メタデータオブジェクトと、バッファまたは配列を使用して、FirebaseVisionImage オブジェクトを作成します。

Java

FirebaseVisionImage image = FirebaseVisionImage.fromByteBuffer(buffer, metadata);
// Or: FirebaseVisionImage image = FirebaseVisionImage.fromByteArray(byteArray, metadata);VisionImage.java

Kotlin+KTX

val image = FirebaseVisionImage.fromByteBuffer(buffer, metadata)
// Or: val image = FirebaseVisionImage.fromByteArray(byteArray, metadata)VisionImage.kt

FirebaseVisionImage オブジェクトを Bitmap オブジェクトから作成するコードは、以下のとおりです。
Java
```
FirebaseVisionImage image = FirebaseVisionImage.fromBitmap(bitmap);VisionImage.java
```
Kotlin+KTX
```
val image = FirebaseVisionImage.fromBitmap(bitmap)VisionImage.kt
```
Bitmap オブジェクトによって表される画像は、これ以上回転させる必要がないように、正しい向きになっている必要があります。

2. 画像ラベラーを構成して実行する

画像内のオブジェクトにラベルを付けるには、FirebaseVisionImage オブジェクトを FirebaseVisionImageLabeler の processImage メソッドに渡します。

まず、FirebaseVisionImageLabeler のインスタンスを取得します。

デバイスの画像ラベラーを使用する場合:

Java

FirebaseVisionImageLabeler labeler = FirebaseVision.getInstance()
    .getOnDeviceImageLabeler();

// Or, to set the minimum confidence required:
// FirebaseVisionOnDeviceImageLabelerOptions options =
//     new FirebaseVisionOnDeviceImageLabelerOptions.Builder()
//         .setConfidenceThreshold(0.7f)
//         .build();
// FirebaseVisionImageLabeler labeler = FirebaseVision.getInstance()
//     .getOnDeviceImageLabeler(options);

Kotlin+KTX

val labeler = FirebaseVision.getInstance().getOnDeviceImageLabeler()

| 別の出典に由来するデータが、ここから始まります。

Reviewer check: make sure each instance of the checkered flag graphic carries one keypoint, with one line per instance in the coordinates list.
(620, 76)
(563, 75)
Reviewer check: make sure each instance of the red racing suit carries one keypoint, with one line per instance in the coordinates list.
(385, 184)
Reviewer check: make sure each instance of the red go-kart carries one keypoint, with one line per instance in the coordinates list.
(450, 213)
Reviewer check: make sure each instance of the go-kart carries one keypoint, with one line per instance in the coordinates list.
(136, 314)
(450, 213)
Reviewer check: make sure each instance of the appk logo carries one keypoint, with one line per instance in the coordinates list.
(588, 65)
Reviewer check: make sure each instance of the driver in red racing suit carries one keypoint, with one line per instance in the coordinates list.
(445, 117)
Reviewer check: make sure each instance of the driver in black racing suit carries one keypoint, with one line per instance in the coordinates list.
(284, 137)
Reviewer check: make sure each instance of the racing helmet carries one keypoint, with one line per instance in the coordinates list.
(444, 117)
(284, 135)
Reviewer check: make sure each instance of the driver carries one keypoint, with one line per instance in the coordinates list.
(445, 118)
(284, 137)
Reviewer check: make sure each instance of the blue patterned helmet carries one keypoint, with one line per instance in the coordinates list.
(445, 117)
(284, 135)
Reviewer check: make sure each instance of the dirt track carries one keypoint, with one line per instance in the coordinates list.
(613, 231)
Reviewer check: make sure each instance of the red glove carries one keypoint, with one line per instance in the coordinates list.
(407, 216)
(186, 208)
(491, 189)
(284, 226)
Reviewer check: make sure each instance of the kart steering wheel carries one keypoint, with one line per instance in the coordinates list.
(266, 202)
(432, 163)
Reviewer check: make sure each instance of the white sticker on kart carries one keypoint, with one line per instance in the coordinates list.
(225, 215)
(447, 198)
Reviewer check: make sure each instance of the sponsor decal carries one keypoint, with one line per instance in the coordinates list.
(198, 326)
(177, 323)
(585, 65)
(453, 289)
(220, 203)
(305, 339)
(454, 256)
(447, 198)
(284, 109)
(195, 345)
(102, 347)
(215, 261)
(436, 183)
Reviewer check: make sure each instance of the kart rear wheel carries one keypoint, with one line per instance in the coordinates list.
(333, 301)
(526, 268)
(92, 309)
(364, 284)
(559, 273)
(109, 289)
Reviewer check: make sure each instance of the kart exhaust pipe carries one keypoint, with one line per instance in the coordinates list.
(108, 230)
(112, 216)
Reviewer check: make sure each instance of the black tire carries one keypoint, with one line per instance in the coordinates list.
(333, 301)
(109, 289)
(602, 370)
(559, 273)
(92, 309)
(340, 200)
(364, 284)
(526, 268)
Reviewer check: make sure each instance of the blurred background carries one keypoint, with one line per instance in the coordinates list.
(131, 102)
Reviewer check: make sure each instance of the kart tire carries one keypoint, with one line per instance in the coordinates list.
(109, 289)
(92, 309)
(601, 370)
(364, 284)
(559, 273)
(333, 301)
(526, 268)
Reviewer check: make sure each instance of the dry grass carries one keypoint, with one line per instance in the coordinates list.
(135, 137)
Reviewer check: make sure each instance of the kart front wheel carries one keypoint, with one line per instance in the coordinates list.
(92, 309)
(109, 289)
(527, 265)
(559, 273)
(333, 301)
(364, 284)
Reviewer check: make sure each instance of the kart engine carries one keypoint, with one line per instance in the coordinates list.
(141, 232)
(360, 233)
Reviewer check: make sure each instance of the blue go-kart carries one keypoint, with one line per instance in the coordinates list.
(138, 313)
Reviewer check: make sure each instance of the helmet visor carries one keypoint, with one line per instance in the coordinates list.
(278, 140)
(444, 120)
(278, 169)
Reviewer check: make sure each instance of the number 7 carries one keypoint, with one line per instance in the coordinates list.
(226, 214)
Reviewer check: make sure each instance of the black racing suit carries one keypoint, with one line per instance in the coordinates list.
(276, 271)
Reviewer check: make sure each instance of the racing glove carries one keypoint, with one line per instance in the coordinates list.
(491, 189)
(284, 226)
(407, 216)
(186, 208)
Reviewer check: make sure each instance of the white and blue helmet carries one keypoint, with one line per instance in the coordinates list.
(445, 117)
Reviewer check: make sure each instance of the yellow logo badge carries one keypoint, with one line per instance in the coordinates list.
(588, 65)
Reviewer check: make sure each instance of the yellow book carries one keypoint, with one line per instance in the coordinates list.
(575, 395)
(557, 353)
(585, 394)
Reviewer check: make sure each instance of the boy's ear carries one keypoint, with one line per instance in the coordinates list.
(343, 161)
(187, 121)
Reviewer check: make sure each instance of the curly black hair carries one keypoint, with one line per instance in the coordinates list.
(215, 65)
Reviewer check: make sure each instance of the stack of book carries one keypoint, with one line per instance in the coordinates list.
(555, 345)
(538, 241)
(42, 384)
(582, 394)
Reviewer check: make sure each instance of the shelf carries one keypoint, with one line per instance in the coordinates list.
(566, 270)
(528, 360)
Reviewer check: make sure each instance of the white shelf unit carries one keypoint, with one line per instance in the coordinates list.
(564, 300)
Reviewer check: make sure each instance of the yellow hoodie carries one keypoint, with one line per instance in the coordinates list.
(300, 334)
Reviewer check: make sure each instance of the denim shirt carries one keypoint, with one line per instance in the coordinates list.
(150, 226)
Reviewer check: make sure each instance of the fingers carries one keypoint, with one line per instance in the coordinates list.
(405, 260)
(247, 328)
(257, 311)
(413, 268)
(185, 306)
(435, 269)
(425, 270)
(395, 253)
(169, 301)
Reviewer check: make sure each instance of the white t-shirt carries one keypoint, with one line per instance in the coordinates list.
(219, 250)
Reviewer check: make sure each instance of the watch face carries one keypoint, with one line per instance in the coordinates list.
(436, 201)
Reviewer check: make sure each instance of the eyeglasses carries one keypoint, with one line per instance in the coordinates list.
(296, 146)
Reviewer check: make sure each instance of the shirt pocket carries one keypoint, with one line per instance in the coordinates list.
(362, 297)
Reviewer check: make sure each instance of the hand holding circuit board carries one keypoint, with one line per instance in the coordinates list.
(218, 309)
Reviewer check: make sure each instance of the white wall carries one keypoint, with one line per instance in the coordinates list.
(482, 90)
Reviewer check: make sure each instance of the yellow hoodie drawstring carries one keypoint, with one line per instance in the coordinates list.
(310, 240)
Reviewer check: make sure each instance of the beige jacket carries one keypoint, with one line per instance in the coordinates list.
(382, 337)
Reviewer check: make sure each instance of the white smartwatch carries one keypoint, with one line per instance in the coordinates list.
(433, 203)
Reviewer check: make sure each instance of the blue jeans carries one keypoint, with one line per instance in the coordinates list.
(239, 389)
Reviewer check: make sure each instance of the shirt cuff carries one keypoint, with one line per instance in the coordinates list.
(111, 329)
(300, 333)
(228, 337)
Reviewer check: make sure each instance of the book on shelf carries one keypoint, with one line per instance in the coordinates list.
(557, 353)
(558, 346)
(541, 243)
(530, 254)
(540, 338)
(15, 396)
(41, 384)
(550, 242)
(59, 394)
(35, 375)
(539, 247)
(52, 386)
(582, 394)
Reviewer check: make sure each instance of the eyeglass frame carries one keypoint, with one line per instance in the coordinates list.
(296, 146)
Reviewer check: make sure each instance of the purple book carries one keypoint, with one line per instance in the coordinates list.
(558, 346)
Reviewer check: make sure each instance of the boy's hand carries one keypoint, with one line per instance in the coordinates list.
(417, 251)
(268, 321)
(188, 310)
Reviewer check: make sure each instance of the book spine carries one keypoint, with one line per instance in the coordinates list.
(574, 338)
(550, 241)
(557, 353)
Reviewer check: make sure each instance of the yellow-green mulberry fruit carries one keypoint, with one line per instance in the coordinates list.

// Or, to set the minimum confidence required:
// val options = FirebaseVisionOnDeviceImageLabelerOptions.Builder()
//     .setConfidenceThreshold(0.7f)
//     .build()
// val labeler = FirebaseVision.getInstance().getOnDeviceImageLabeler(options)

クラウドの画像ラベラーを使用する場合:

Java

FirebaseVisionImageLabeler labeler = FirebaseVision.getInstance()
    .getCloudImageLabeler();

// Or, to set the minimum confidence required:
// FirebaseVisionCloudImageLabelerOptions options =
//     new FirebaseVisionCloudImageLabelerOptions.Builder()
//         .setConfidenceThreshold(0.7f)
//         .build();
// FirebaseVisionImageLabeler labeler = FirebaseVision.getInstance()
//     .getCloudImageLabeler(options);

Kotlin+KTX

val labeler = FirebaseVision.getInstance().getCloudImageLabeler()

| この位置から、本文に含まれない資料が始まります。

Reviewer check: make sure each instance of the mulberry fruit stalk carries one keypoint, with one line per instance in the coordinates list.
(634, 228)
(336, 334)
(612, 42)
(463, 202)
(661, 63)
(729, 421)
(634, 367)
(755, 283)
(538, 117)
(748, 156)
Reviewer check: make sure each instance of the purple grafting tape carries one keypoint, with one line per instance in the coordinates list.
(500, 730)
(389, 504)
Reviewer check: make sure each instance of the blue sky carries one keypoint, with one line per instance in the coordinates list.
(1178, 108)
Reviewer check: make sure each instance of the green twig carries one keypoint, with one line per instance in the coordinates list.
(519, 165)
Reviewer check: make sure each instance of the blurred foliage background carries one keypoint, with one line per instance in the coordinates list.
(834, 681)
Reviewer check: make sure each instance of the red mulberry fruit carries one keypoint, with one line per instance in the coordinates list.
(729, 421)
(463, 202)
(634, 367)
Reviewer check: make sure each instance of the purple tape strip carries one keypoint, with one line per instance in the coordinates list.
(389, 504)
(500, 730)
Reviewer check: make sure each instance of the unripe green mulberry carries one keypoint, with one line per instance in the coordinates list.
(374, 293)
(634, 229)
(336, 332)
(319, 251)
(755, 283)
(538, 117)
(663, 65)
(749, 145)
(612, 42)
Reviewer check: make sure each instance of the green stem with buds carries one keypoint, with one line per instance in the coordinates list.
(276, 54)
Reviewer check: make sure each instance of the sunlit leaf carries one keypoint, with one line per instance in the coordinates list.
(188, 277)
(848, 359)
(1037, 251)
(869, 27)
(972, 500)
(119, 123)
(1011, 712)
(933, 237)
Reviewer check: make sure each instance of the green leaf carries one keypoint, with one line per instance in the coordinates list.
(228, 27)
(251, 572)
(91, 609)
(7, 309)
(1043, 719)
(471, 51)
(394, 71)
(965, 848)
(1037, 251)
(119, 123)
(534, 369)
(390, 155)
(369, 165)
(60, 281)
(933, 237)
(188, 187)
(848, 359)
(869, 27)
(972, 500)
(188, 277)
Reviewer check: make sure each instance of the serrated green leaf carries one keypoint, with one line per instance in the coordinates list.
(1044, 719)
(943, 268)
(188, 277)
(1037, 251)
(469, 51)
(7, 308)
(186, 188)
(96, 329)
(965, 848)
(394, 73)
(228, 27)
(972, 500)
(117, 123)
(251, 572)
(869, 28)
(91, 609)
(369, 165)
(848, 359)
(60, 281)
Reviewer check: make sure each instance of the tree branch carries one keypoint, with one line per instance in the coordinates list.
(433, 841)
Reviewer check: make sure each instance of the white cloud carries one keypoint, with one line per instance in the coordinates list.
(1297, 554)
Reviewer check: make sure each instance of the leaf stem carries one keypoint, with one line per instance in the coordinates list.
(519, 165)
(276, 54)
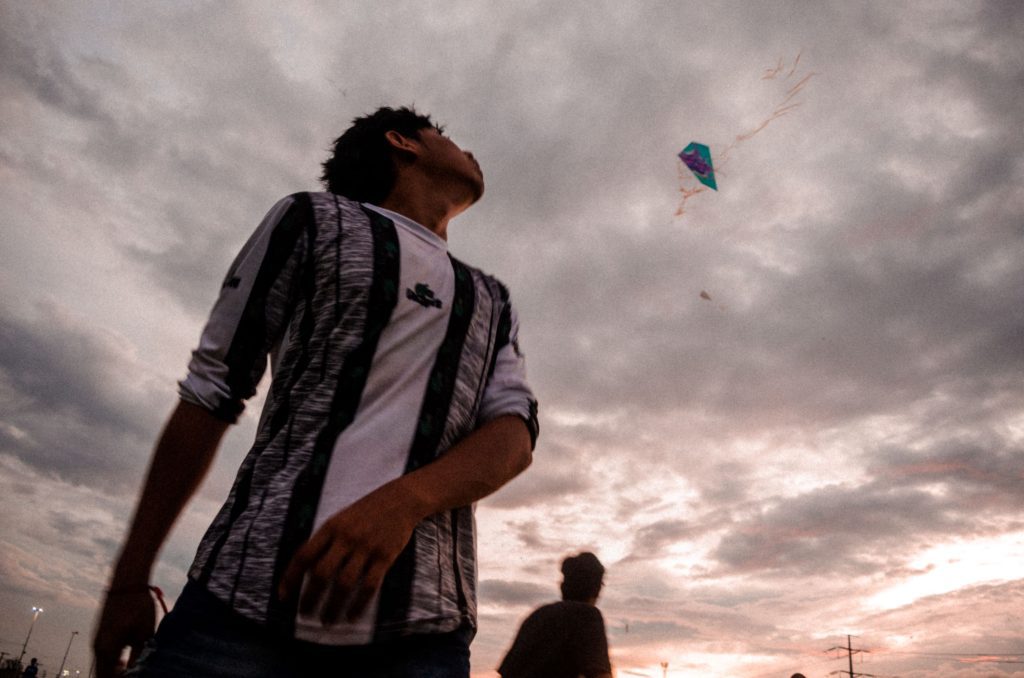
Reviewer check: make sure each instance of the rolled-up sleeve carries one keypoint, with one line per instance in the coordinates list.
(255, 303)
(507, 391)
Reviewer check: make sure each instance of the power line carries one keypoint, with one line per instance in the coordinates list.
(850, 651)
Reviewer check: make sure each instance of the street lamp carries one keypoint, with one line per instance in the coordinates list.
(36, 612)
(60, 670)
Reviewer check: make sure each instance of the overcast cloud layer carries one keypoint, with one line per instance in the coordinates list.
(828, 440)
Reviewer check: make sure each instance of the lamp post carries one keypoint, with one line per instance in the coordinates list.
(36, 611)
(60, 670)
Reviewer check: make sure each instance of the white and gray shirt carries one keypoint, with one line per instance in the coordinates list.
(386, 351)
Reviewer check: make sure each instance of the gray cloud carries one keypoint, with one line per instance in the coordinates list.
(515, 593)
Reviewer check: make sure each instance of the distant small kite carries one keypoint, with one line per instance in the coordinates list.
(697, 158)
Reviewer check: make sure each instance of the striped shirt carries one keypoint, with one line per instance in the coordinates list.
(385, 352)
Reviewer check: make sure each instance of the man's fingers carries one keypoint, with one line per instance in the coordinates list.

// Or, to set the minimum confidence required:
// val options = FirebaseVisionCloudImageLabelerOptions.Builder()
//     .setConfidenceThreshold(0.7f)
//     .build()
// val labeler = FirebaseVision.getInstance().getCloudImageLabeler(options)

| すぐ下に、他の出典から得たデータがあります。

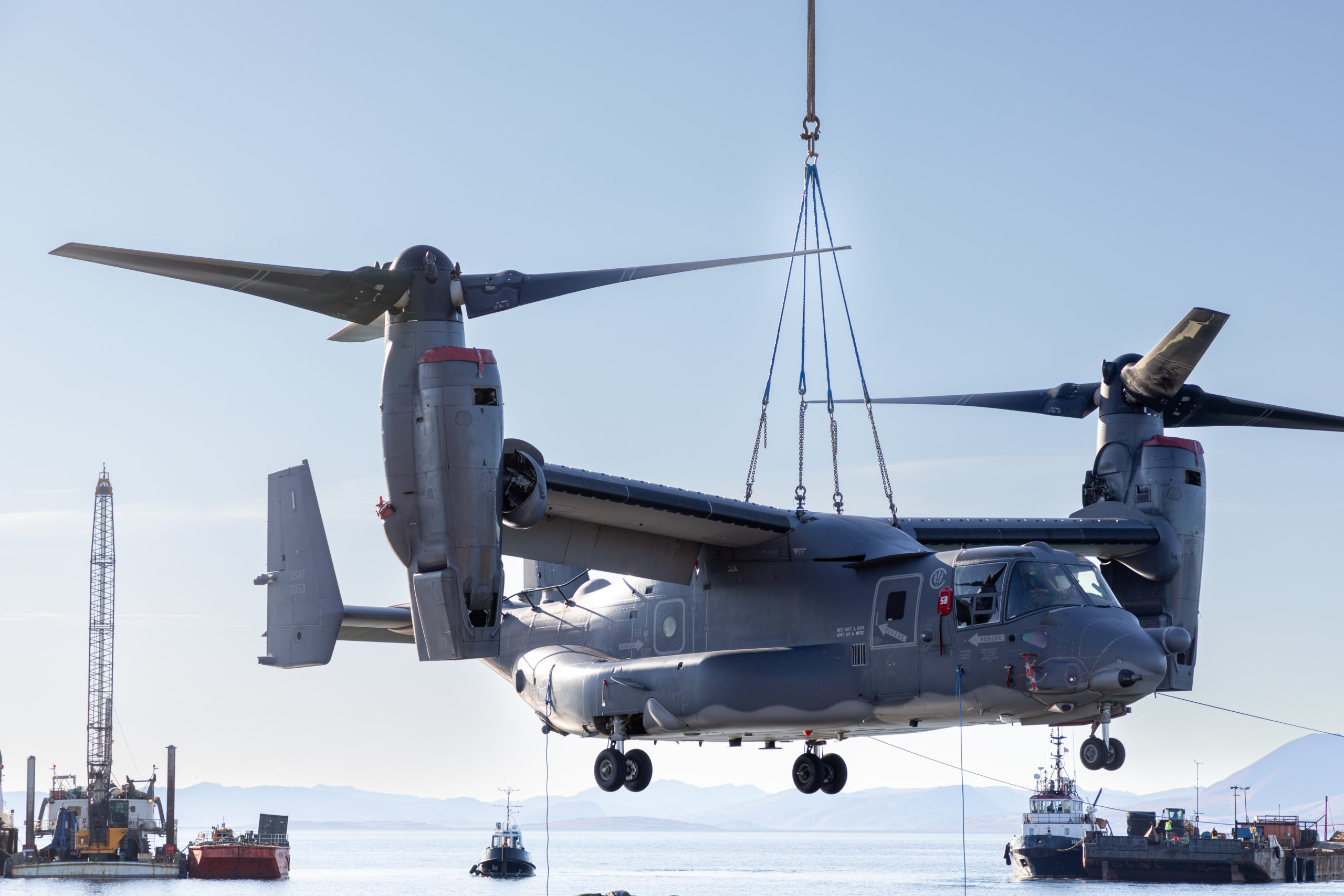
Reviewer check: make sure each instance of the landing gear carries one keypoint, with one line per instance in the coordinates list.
(1105, 751)
(609, 770)
(1095, 754)
(808, 773)
(814, 772)
(639, 770)
(836, 774)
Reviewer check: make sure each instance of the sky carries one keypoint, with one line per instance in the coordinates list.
(1028, 190)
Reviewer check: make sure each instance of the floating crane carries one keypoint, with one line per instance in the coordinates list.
(102, 581)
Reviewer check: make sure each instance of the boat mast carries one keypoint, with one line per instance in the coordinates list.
(508, 805)
(1058, 738)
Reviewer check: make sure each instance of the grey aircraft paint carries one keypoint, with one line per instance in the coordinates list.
(728, 621)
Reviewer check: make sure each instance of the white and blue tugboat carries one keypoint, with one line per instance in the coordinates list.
(1053, 832)
(506, 856)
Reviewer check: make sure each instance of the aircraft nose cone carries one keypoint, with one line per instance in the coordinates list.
(414, 258)
(1128, 660)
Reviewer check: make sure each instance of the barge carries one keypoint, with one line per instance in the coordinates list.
(260, 855)
(1172, 851)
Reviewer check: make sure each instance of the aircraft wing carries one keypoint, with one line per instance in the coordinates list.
(1101, 537)
(625, 525)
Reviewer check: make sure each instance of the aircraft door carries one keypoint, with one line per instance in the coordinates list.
(896, 661)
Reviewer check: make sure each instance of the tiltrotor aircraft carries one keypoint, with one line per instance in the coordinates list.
(728, 621)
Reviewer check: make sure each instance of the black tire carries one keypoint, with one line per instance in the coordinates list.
(1117, 755)
(1093, 754)
(609, 770)
(639, 770)
(834, 774)
(808, 773)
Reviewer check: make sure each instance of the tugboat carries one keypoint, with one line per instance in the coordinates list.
(260, 855)
(506, 856)
(1053, 832)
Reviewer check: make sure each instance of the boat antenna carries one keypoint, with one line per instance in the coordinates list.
(508, 805)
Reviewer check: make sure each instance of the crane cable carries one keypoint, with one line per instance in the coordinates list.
(812, 191)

次に、画像を processImage() メソッドに渡します。

Java

labeler.processImage(image)
    .addOnSuccessListener(new OnSuccessListener<List<FirebaseVisionImageLabel>>() {
      @Override
      public void onSuccess(List<FirebaseVisionImageLabel> labels) {
        // Task completed successfully
        // ...
      }
    })
    .addOnFailureListener(new OnFailureListener() {
      @Override
      public void onFailure(@NonNull Exception e) {
        // Task failed with an exception
        // ...
      }
    });

Kotlin+KTX

labeler.processImage(image)
    .addOnSuccessListener { labels ->
      // Task completed successfully
      // ...
    }
    .addOnFailureListener { e ->
      // Task failed with an exception
      // ...
    }

3. ラベル付きオブジェクトに関する情報を取得する

画像のラベル付けオペレーションが成功すると、FirebaseVisionImageLabel オブジェクトのリストが成功リスナーに渡されます。各 FirebaseVisionImageLabel オブジェクトは画像内でラベル付けされたものを表します。ラベルごとに、ラベルのテキストの説明、ラベルのナレッジグラフエンティティの ID（使用できる場合）、マッチの信頼スコアを取得できます。次に例を示します。

Java

for (FirebaseVisionImageLabel label: labels) {
  String text = label.getText();
  String entityId = label.getEntityId();
  float confidence = label.getConfidence();
}

Kotlin+KTX

for (label in labels) {
  val text = label.text
  val entityId = label.entityId
  val confidence = label.confidence
}

リアルタイムのパフォーマンスを改善するためのヒント

リアルタイムのアプリケーションでラベルイメージを使用する場合は、適切なフレームレートを得るために次のガイドラインに従ってください。

画像ラベラーの呼び出しのスロットル調整を行います。画像ラベラーの実行中に新しい動画フレームが使用可能になった場合は、そのフレームをドロップします。
画像ラベラーの出力を使用して入力画像の上にグラフィックスをオーバーレイする場合は、まず ML Kit から検出結果を取得し、画像とオーバーレイを 1 つのステップでレンダリングします。これにより、ディスプレイサーフェスへのレンダリングは入力フレームごとに 1 回で済みます。
Camera2 API を使用する場合は、ImageFormat.YUV_420_888 形式で画像をキャプチャします。

古い Camera API を使用する場合は、ImageFormat.NV21 形式で画像をキャプチャします。

次のステップ

Cloud APIs を使用するアプリを本番環境にデプロイする前に、不正な API アクセスを防いでその影響を軽減するため、いくつかの追加手順が必要になります。